VAT Return EU Goods

Caz

Registered User
Messages
27
Ok I've been doing this for the past year and I think I might be doing it wrong! I buy in goods from the EU, they have my VAT no. so I pay no vat to them. I read somewhere that I have to do a contra entry. So I calculate VAT on the sales and then include that amount in my purchases and input it into the field T2 and then I include the same figure in my sales amount put it in the T1.

I then put the value of the goods in the field E2.
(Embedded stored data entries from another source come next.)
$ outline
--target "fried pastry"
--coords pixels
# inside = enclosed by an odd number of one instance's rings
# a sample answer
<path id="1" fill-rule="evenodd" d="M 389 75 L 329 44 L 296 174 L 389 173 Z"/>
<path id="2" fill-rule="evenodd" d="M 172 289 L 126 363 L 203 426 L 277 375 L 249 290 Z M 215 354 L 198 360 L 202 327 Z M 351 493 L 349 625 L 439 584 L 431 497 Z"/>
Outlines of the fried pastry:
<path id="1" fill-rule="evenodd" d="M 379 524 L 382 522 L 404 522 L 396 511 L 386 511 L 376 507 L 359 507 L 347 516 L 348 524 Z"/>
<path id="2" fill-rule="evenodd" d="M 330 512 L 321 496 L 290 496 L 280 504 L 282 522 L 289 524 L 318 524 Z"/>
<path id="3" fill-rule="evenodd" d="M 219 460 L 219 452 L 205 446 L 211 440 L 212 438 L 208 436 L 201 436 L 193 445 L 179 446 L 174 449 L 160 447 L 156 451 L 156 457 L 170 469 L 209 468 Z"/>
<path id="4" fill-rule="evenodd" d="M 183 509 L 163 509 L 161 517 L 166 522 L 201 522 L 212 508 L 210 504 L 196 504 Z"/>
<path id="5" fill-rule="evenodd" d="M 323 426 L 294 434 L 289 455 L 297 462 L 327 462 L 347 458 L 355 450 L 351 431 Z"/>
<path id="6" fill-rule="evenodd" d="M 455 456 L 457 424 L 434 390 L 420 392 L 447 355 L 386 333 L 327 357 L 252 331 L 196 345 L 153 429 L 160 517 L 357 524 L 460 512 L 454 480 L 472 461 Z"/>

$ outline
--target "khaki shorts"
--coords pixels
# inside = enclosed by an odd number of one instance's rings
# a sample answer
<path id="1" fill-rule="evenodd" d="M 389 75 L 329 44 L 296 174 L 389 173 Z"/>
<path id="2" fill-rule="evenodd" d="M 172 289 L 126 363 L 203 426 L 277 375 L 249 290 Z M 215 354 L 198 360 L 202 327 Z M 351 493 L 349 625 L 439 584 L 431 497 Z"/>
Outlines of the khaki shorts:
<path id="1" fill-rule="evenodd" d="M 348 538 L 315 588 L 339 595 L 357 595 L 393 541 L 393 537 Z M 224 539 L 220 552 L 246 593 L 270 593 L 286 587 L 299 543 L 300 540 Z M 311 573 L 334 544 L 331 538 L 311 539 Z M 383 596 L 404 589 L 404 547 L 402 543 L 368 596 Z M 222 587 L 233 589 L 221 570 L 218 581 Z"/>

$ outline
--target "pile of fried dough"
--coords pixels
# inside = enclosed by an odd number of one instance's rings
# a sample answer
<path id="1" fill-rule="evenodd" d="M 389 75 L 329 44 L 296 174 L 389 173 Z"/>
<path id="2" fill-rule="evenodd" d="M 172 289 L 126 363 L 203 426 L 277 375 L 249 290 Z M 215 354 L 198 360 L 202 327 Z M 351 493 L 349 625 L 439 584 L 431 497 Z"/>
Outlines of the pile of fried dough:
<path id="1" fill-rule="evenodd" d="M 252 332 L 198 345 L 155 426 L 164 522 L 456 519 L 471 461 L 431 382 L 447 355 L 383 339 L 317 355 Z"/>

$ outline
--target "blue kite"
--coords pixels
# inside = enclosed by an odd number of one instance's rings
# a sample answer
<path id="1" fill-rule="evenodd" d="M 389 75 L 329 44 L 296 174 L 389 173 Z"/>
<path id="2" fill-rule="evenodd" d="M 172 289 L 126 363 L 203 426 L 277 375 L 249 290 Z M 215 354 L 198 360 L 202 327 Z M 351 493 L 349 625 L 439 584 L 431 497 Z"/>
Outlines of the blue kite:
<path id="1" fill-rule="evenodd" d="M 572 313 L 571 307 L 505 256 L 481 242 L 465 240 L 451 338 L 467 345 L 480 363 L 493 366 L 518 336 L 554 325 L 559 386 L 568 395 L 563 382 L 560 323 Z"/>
Good God tell me it's right?
 
Purchase from EU (Intra-community Acquisition, I make short for this as IA) is subject to self-charge of vat.
1. VAT on IA should be calculated at the same rate as product falls in Ireland
2. This VAT is VAT due on IA.
3. T1 is sum of VAT from Sale and VAT due on IA.
4. VAT due on IA can be claimed back.
5. T2 is sum of VAT paid on purchases and IA VAT.
6. Totals net are going to E fields respectivelly

There is example on Revenue website for such situation. I quote it here:
Example 1
A trader runs a TV shop in Dublin and is VAT-registered. The trader buys 20 TV sets at €250 each from a German manufacturer. The German company ships the goods to Dublin from its depot in Frankfurt. The German company invoices the trader for €5,000 and does not charge German VAT if it quotes the trader’s Irish VAT number on the invoice. The Irish trader makes an intra-Community acquisition of the TV’s in Ireland and, therefore, must charge themselves VAT at 23% (i.e. €1,150 being €5,000 @ 23%). The trader will include the €1,150 with their output VAT (T1 box on VAT 3 return).

As the goods were purchased for the purposes of their taxable supplies, the Irish trader will also be entitled to claim an input credit for the €1,150 by including it in their input VAT (T2 box on VAT 3 return) on the same return. When the Irish trader sells the TV’s VAT is charged to their customers at 23% and is paid over in the relevant VAT periods.

Two taxable events occur viz; The intra-Community supply at zero per cent for which the supplier in Germany is responsible and the intra-Community acquisition at the appropriate rate in Ireland for which the acquirer is responsible.

Example 2:
Assume the trader in Example 1 has the following transactions as well as acquiring the goods in question in January 2013.

Sales of €28,569 @ 23% = €6,570. The trader accounts in their January/February 2013 VAT return, for a total amount of VAT of €7,720 i.e. €6,570 VAT charged on own sales plus €1,150 VAT due on ICA's i.e. €5,000 @ 23%.

Purchases of €9,524 plus VAT of €2,190. The trader can claim additional input credit of €1,150, i.e. €5,000 @ 23% in respect of VAT on ICA's so total input credit for this VAT period is €3,340, i.e. €2,190 plus €1,150.

The trader's liability for January/February 2013 is €4,380.

In such circumstances the trader has no additional liability, in respect of the VAT on the ICA.